November 17, 2008
Daniel Brandt (Scroogle, Google Watch) on Google ranking anomalies
[Below is a guest post from Daniel Brandt, who gives his experiences and speculations below. His views
are of course his own and not necessarily my own, but I do believe
them worth hearing]
There is definitely some sort of filtering going on in Google's
rankings for certain keywords. It took 18 months for any of the pages
on my wikipedia-watch.org site to rank better than 200 deep or so for
any combination of keywords from those pages. During this time, Yahoo
and Live.com were ranking the same pages well for the same terms.

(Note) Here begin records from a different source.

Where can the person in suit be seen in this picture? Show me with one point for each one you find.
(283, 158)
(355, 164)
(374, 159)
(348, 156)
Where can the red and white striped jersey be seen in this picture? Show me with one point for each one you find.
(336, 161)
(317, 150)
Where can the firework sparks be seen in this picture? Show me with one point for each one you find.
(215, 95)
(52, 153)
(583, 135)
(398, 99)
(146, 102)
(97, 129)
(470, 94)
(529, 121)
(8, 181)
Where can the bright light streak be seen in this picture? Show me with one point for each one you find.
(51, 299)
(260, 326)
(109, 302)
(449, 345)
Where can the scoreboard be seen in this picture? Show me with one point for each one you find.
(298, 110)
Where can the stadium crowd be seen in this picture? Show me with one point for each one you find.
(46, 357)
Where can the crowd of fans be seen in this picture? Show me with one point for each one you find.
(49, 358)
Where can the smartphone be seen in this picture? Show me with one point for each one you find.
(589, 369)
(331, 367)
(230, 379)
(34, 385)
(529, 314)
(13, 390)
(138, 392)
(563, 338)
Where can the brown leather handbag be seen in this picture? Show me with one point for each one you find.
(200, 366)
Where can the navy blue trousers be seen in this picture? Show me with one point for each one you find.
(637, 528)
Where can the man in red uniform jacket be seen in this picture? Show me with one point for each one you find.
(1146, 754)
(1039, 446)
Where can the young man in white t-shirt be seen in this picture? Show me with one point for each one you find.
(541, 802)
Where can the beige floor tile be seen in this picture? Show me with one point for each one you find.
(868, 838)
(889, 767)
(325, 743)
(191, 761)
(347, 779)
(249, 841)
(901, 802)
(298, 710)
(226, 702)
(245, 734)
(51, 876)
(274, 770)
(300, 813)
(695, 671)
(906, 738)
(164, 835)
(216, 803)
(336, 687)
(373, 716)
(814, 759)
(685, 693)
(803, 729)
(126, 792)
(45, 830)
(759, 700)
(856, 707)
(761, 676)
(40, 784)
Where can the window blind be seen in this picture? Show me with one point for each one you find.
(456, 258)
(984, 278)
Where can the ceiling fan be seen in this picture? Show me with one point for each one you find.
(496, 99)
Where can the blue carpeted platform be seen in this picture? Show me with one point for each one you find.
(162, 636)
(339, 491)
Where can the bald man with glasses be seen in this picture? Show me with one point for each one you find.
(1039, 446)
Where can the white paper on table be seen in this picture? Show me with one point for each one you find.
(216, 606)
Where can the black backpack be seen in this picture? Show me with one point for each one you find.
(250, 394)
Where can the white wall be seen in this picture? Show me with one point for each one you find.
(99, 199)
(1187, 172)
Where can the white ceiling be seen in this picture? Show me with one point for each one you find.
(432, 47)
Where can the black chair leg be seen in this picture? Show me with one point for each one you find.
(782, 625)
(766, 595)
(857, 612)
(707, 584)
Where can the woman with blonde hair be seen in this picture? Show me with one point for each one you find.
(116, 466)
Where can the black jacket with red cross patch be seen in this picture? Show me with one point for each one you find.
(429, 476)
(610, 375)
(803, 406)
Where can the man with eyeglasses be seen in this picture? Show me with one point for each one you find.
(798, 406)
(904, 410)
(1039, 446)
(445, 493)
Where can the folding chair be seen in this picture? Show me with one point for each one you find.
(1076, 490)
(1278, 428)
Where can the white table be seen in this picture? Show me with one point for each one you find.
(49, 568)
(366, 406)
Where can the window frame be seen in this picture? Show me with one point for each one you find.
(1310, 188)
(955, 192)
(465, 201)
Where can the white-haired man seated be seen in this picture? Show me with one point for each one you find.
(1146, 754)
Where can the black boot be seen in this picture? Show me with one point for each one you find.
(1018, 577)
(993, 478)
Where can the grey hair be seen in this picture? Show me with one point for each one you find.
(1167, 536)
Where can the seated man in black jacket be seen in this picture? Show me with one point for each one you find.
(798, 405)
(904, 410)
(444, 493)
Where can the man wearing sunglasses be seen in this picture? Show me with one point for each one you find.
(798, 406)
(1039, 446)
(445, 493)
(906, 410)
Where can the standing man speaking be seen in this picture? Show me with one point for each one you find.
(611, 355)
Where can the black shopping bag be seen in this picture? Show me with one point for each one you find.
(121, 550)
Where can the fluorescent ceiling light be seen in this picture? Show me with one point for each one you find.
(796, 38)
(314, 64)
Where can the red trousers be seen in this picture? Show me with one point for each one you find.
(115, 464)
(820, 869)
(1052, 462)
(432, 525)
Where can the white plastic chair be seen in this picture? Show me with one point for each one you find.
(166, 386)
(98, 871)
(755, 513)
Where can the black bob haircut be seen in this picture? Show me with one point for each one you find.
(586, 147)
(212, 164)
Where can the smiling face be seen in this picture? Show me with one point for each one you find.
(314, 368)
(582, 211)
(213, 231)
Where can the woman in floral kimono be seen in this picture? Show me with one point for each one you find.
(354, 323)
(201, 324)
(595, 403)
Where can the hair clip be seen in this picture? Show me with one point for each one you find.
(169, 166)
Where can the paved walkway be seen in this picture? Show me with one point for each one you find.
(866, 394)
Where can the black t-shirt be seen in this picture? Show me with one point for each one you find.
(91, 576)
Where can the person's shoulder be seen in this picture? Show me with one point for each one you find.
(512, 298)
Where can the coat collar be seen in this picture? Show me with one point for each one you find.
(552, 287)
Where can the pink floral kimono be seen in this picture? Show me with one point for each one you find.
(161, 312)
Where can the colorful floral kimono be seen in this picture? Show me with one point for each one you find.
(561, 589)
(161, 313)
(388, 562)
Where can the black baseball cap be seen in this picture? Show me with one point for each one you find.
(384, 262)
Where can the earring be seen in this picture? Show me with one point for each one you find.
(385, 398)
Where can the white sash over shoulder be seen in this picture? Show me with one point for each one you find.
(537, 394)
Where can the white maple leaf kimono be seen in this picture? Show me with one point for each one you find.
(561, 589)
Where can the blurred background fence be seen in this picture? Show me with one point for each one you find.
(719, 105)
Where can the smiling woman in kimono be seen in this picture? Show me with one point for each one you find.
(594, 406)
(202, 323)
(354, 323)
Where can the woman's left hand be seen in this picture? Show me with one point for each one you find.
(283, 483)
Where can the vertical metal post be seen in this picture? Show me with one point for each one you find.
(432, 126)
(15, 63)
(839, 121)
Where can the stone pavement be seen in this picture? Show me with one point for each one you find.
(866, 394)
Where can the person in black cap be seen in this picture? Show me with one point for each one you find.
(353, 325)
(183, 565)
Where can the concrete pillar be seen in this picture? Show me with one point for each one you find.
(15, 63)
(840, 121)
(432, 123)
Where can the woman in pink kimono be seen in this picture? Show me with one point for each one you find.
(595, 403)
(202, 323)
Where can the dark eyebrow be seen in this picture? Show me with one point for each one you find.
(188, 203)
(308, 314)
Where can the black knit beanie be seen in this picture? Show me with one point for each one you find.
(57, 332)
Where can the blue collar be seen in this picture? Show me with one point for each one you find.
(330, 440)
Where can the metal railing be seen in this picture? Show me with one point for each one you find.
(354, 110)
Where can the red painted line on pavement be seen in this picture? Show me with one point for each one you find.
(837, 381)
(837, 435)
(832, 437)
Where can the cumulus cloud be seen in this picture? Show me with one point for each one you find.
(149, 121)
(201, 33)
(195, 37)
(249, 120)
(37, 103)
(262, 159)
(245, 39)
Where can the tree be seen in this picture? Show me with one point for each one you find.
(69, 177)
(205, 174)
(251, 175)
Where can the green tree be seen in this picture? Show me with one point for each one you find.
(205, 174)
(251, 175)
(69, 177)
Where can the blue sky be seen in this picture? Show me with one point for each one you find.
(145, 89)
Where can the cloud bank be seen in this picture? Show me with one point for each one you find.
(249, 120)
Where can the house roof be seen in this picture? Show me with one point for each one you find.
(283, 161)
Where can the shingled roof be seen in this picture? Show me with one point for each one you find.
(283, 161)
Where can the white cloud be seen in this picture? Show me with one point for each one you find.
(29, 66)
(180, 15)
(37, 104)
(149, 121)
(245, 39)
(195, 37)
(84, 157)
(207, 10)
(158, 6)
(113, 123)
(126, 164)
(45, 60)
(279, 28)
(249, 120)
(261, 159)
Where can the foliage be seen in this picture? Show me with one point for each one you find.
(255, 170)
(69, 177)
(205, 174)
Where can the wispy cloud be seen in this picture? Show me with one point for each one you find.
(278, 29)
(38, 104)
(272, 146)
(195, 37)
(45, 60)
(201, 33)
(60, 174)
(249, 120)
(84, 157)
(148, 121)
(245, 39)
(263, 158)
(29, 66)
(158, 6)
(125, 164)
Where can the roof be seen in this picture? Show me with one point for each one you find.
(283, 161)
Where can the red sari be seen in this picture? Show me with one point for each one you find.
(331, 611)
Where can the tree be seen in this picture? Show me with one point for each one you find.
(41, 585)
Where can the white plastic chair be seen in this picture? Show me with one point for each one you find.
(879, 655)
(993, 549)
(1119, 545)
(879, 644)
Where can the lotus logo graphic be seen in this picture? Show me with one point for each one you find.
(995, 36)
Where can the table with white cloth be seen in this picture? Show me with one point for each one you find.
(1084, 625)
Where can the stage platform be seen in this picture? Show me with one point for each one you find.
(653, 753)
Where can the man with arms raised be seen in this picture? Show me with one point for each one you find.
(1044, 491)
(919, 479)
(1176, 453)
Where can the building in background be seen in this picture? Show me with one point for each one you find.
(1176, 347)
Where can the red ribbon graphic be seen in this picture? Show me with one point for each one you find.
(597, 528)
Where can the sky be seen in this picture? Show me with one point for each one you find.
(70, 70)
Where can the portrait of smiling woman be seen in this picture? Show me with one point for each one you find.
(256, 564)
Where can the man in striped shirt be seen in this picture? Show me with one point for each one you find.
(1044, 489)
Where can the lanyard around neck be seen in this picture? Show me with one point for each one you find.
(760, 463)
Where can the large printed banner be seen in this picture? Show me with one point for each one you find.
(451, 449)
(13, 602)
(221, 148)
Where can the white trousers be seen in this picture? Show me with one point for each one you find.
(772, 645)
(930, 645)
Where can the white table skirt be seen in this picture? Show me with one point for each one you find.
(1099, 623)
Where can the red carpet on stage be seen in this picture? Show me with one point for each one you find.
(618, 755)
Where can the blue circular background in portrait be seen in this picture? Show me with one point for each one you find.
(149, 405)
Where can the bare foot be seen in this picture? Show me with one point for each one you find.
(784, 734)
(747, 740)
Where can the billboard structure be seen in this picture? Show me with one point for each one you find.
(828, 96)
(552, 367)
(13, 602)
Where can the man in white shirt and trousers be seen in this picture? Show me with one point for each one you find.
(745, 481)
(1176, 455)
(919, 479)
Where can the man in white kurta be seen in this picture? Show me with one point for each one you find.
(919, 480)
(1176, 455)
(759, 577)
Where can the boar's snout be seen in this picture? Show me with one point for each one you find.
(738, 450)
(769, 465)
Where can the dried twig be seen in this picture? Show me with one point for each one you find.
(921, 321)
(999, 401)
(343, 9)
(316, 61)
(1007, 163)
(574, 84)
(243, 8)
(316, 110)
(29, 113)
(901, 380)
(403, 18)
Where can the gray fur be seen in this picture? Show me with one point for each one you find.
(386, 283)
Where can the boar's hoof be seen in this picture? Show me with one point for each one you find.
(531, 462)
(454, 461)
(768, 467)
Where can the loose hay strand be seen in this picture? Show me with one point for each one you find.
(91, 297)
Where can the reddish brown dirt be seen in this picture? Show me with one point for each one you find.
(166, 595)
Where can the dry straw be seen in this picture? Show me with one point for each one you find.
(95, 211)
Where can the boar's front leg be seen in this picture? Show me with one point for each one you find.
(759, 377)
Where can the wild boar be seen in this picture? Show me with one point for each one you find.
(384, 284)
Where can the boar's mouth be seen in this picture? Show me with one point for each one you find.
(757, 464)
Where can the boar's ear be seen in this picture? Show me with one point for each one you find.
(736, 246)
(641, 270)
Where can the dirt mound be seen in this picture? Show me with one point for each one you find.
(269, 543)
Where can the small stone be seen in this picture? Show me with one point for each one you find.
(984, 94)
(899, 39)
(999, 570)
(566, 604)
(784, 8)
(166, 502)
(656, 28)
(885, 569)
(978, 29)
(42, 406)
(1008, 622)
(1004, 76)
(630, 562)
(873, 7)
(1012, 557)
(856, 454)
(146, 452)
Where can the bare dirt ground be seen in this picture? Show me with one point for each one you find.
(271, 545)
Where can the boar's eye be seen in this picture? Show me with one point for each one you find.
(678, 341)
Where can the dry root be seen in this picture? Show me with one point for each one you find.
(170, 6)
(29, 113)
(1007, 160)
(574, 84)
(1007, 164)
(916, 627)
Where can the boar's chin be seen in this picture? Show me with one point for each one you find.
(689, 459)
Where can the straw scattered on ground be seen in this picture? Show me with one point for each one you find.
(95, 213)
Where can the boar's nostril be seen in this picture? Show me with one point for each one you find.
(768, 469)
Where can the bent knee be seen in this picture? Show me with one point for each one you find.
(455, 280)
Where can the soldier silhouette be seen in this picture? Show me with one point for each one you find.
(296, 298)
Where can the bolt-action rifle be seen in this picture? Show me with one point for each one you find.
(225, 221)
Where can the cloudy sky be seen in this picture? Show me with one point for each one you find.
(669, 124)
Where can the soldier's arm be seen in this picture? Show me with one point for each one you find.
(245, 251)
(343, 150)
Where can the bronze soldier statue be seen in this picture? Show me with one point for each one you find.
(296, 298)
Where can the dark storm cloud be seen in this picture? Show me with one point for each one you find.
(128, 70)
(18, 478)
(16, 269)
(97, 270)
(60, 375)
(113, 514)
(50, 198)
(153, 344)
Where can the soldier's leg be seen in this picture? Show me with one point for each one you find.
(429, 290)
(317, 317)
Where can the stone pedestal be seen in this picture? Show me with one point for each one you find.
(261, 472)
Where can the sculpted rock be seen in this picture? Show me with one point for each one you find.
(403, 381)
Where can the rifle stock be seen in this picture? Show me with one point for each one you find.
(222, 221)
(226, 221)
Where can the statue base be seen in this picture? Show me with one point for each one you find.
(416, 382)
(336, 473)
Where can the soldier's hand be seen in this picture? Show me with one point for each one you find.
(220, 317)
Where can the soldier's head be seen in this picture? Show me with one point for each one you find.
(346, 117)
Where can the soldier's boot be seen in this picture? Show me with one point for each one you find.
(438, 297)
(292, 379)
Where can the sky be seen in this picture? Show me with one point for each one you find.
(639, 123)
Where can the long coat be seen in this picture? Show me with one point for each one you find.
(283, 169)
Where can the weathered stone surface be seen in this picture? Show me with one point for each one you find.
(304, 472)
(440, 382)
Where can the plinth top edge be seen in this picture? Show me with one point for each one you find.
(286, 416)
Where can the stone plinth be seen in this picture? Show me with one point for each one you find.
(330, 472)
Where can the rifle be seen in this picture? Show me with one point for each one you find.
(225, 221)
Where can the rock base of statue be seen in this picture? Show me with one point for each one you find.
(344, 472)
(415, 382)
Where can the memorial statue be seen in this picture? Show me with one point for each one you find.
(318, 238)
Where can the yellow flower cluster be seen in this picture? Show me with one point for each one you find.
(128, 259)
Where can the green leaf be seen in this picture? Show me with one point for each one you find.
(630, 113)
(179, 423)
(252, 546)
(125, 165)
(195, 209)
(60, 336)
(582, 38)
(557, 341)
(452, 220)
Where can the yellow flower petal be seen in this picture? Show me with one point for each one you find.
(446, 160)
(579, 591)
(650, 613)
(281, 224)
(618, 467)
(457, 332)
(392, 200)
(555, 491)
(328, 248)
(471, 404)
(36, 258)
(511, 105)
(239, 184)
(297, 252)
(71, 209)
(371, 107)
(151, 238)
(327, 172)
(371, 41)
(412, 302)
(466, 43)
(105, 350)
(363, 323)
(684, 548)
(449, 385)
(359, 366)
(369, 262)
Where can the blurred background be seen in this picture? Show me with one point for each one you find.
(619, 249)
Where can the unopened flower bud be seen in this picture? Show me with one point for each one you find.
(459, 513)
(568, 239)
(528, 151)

When I test terms on Google, I test with a multi-threaded private tool
that checks more than 30 Google data centers on different Class Cs,
and shows the rank up to 100 on each one. I can see changes kicking in
and out as they propagate across these data centers. The transitions
can take several days in normal cases, as when a new or modified page
is appropriated into the results.
Wikipedia-watch.org has been a website now for 36 months. During the
first half of that period, no pages ranked higher than 200 deep or so,
even if you used two fairly uncommon words from that page to search
for it (this is documented at
wikipedia-watch.org/goohate.html). During the second half of that
period, after it took about four months to settle into the transition,
the deeper pages ranked okay, and were on a par with Yahoo and
Live. But there was still one glaring exception to this rule: the
search for the single word "wikipedia" failed to turn up the home page
in the first 100 results almost all of the time during this second
When it did show up, it always ranked within the top 15. When it
didn't show up, it was always greater than 100. There was never
anything in between, and I've been watching this curiosity for the
last six months now. For the first five of these months, it might kick
in for a few hours on all data centers, and then disappear. This
happened several times. Twice it kicked in for a few days, and then
disappeared from the top 100 again. During the last 30 days, it has
been in about half of the total time, for several days each time, and
then disappeared again for days. It's always one or the other -- in
the top 15 or not even in the top 100. Meanwhile, the deep pages have
ranked okay the last 18 months, and have been stable this entire time.
This behavior is something I'm seeing only for the home page, and only
on Google but not on Yahoo or Live. It happens almost exclusively when
the word "wikipedia" is the solitary search term, or maybe this one
word and another term that's also on that page. If you add a third
term you begin ranking reasonably well for my home page, presumably
because the search is now specific enough to override the
filtering. By the way, this home page has a PageRank of 5 and Yahoo
counts 3,500 external backlinks to that home page (there's a counting
tool at microsoft-watch.org/cgi-bin/ranking.htm). You cannot use
Google to count backlinks, because for years now, Google has been
deliberately suppressing this information.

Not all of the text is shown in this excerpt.